Audience de jeunes victimes d’abus — Virginie Bissessur, Pédostop : « Dès qu’un enfant maîtrise un minimum la parole, vers 3 ou 4 ans,  il peut répondre en Cour »

"Les magistrates (de la CC) doivent se défaire de leur ego dans l'intérêt des enfants qu'elles doivent écouter en Cour !" "Il est essentiel d’encadrer le contre-interrogatoire, afin que l’enfant ne devienne pas une victime secondaire" "Certains policiers ont du mal à retranscrire la déposition des enfants dans leur langage, et ont tendance à la reformuler en langage d’adulte"

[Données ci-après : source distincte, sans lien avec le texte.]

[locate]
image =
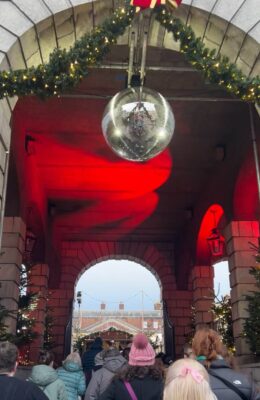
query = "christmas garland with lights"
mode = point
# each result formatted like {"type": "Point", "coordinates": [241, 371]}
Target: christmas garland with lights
{"type": "Point", "coordinates": [66, 68]}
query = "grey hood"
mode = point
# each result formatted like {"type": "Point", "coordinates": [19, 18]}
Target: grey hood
{"type": "Point", "coordinates": [114, 363]}
{"type": "Point", "coordinates": [43, 375]}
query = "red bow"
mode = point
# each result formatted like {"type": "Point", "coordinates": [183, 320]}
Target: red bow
{"type": "Point", "coordinates": [153, 3]}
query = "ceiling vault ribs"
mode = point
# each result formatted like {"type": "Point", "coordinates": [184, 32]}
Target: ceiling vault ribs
{"type": "Point", "coordinates": [244, 40]}
{"type": "Point", "coordinates": [19, 41]}
{"type": "Point", "coordinates": [54, 23]}
{"type": "Point", "coordinates": [34, 26]}
{"type": "Point", "coordinates": [73, 19]}
{"type": "Point", "coordinates": [208, 19]}
{"type": "Point", "coordinates": [229, 24]}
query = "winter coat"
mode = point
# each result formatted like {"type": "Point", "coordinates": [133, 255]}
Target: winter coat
{"type": "Point", "coordinates": [222, 369]}
{"type": "Point", "coordinates": [72, 376]}
{"type": "Point", "coordinates": [102, 377]}
{"type": "Point", "coordinates": [46, 378]}
{"type": "Point", "coordinates": [89, 355]}
{"type": "Point", "coordinates": [12, 388]}
{"type": "Point", "coordinates": [145, 389]}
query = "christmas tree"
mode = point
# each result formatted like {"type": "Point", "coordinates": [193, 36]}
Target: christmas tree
{"type": "Point", "coordinates": [48, 342]}
{"type": "Point", "coordinates": [252, 323]}
{"type": "Point", "coordinates": [4, 314]}
{"type": "Point", "coordinates": [222, 311]}
{"type": "Point", "coordinates": [25, 327]}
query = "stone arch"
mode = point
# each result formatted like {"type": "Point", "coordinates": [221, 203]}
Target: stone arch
{"type": "Point", "coordinates": [77, 257]}
{"type": "Point", "coordinates": [213, 217]}
{"type": "Point", "coordinates": [125, 258]}
{"type": "Point", "coordinates": [32, 31]}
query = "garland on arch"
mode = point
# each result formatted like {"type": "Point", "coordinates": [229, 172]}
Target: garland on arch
{"type": "Point", "coordinates": [66, 68]}
{"type": "Point", "coordinates": [216, 68]}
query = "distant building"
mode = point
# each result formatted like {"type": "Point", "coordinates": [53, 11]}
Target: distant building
{"type": "Point", "coordinates": [88, 321]}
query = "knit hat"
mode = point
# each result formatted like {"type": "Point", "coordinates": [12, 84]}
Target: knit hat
{"type": "Point", "coordinates": [141, 353]}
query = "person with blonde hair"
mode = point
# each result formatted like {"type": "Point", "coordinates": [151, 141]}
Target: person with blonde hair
{"type": "Point", "coordinates": [187, 379]}
{"type": "Point", "coordinates": [72, 375]}
{"type": "Point", "coordinates": [225, 382]}
{"type": "Point", "coordinates": [46, 378]}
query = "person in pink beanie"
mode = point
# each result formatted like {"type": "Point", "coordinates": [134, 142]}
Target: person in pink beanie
{"type": "Point", "coordinates": [142, 379]}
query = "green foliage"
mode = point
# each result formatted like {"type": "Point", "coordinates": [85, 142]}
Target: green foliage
{"type": "Point", "coordinates": [25, 327]}
{"type": "Point", "coordinates": [66, 68]}
{"type": "Point", "coordinates": [222, 310]}
{"type": "Point", "coordinates": [4, 313]}
{"type": "Point", "coordinates": [48, 341]}
{"type": "Point", "coordinates": [252, 323]}
{"type": "Point", "coordinates": [216, 68]}
{"type": "Point", "coordinates": [27, 303]}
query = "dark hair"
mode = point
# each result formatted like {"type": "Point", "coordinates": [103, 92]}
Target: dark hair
{"type": "Point", "coordinates": [8, 356]}
{"type": "Point", "coordinates": [45, 357]}
{"type": "Point", "coordinates": [131, 372]}
{"type": "Point", "coordinates": [207, 343]}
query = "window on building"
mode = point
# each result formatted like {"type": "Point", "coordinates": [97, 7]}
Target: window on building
{"type": "Point", "coordinates": [155, 324]}
{"type": "Point", "coordinates": [221, 279]}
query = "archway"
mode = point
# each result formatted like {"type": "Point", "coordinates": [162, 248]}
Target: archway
{"type": "Point", "coordinates": [55, 27]}
{"type": "Point", "coordinates": [32, 32]}
{"type": "Point", "coordinates": [116, 299]}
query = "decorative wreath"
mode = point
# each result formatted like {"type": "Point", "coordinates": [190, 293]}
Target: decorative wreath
{"type": "Point", "coordinates": [66, 68]}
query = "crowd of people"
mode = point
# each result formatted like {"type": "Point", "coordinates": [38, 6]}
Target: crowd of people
{"type": "Point", "coordinates": [204, 373]}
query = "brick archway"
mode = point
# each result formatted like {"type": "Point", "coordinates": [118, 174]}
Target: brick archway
{"type": "Point", "coordinates": [158, 257]}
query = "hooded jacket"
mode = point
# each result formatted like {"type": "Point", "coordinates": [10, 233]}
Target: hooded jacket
{"type": "Point", "coordinates": [146, 388]}
{"type": "Point", "coordinates": [73, 377]}
{"type": "Point", "coordinates": [102, 378]}
{"type": "Point", "coordinates": [46, 378]}
{"type": "Point", "coordinates": [89, 355]}
{"type": "Point", "coordinates": [221, 368]}
{"type": "Point", "coordinates": [12, 388]}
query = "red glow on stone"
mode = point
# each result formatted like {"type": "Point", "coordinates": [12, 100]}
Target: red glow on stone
{"type": "Point", "coordinates": [210, 220]}
{"type": "Point", "coordinates": [69, 161]}
{"type": "Point", "coordinates": [245, 193]}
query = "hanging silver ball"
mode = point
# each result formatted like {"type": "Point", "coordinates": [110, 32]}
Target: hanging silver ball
{"type": "Point", "coordinates": [138, 124]}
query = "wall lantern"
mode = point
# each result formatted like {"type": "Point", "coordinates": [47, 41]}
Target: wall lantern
{"type": "Point", "coordinates": [79, 298]}
{"type": "Point", "coordinates": [30, 241]}
{"type": "Point", "coordinates": [216, 243]}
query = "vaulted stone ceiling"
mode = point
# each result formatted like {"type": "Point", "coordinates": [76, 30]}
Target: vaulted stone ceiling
{"type": "Point", "coordinates": [187, 176]}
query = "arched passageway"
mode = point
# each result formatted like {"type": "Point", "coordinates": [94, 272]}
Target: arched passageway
{"type": "Point", "coordinates": [116, 299]}
{"type": "Point", "coordinates": [95, 206]}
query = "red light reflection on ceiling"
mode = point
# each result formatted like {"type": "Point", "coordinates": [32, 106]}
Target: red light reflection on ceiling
{"type": "Point", "coordinates": [210, 220]}
{"type": "Point", "coordinates": [70, 161]}
{"type": "Point", "coordinates": [245, 193]}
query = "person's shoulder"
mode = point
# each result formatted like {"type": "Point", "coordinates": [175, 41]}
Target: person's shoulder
{"type": "Point", "coordinates": [28, 390]}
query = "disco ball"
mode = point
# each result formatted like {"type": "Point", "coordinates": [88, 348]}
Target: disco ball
{"type": "Point", "coordinates": [138, 124]}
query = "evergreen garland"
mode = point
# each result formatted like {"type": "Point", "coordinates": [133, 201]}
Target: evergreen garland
{"type": "Point", "coordinates": [27, 303]}
{"type": "Point", "coordinates": [66, 68]}
{"type": "Point", "coordinates": [4, 313]}
{"type": "Point", "coordinates": [222, 310]}
{"type": "Point", "coordinates": [216, 68]}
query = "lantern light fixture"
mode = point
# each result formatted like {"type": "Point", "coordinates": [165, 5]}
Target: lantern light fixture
{"type": "Point", "coordinates": [216, 241]}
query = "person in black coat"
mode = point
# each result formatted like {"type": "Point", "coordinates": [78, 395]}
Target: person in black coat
{"type": "Point", "coordinates": [12, 388]}
{"type": "Point", "coordinates": [225, 382]}
{"type": "Point", "coordinates": [141, 377]}
{"type": "Point", "coordinates": [88, 358]}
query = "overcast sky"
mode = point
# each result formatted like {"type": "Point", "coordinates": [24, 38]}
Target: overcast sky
{"type": "Point", "coordinates": [118, 280]}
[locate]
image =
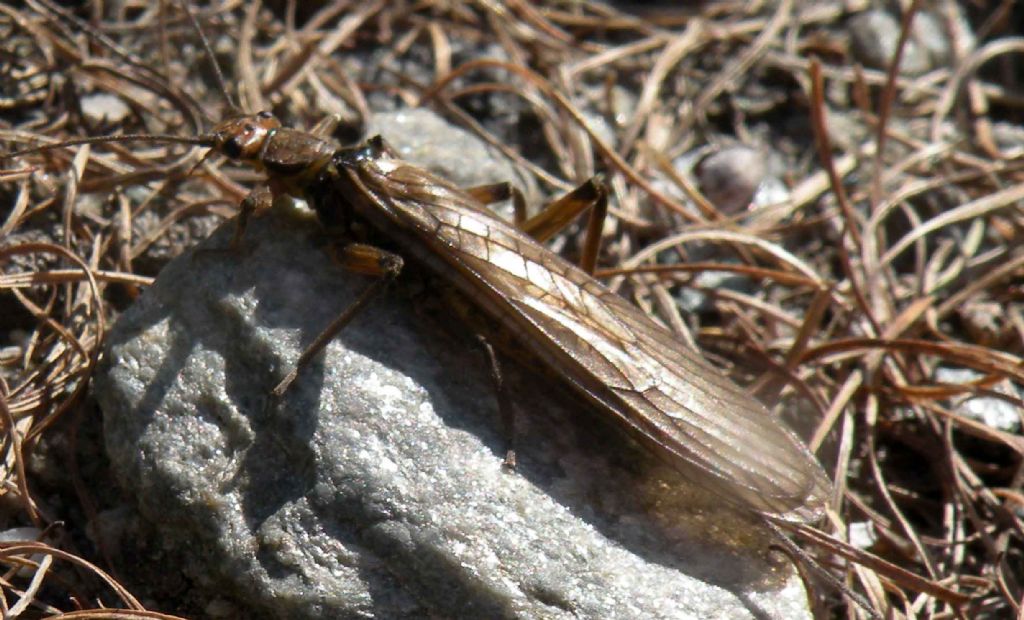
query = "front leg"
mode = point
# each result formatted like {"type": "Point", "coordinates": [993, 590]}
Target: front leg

Les très jeunes enfants, ainsi que ceux en situation d’incapacité ou de déficience, sont des proies faciles pour les prédateurs. Parce que dans l’impossibilité physique de se défendre et ne peuvant pas toujours s’exprimer clairement, ils deviennent des cibles de prédilection pour leurs agresseurs. Mais un enfant, aussi jeune soit-il, dispose toujours de moyens pour exprimer, à sa manière, le mal qui lui a été fait. Cela peut se traduire par des paroles simples, des gestes, des attitudes inhabituelles, ou encore des changements dans son comportement quotidien. Ces signaux, parfois subtils, doivent être entendus et pris au sérieux. Le processus d’écoute et de recueil de la parole d’un jeune enfant victime d’abus commence souvent dans son entourage proche, là où apparaissent les premiers signes de détresse ou les premières confidences. Ce n’est qu’ensuite que s’enclenche la machinerie juridique. Au moment de recueillir la parole de l’enfant, les difficultés peuvent survenir, une audition devant le Children’s Court pour un très jeune mineur n’étant jamais un exercice aisé. Nous abordons cette question avec la psychologue et directrice de l’organisation non-gouvernementale  Pédostop, Virginie Bissessur. L’ONG accompagne une quinzaine de jeunes victimes appelées à déposer en Cour. La plus jeune a 4 ans.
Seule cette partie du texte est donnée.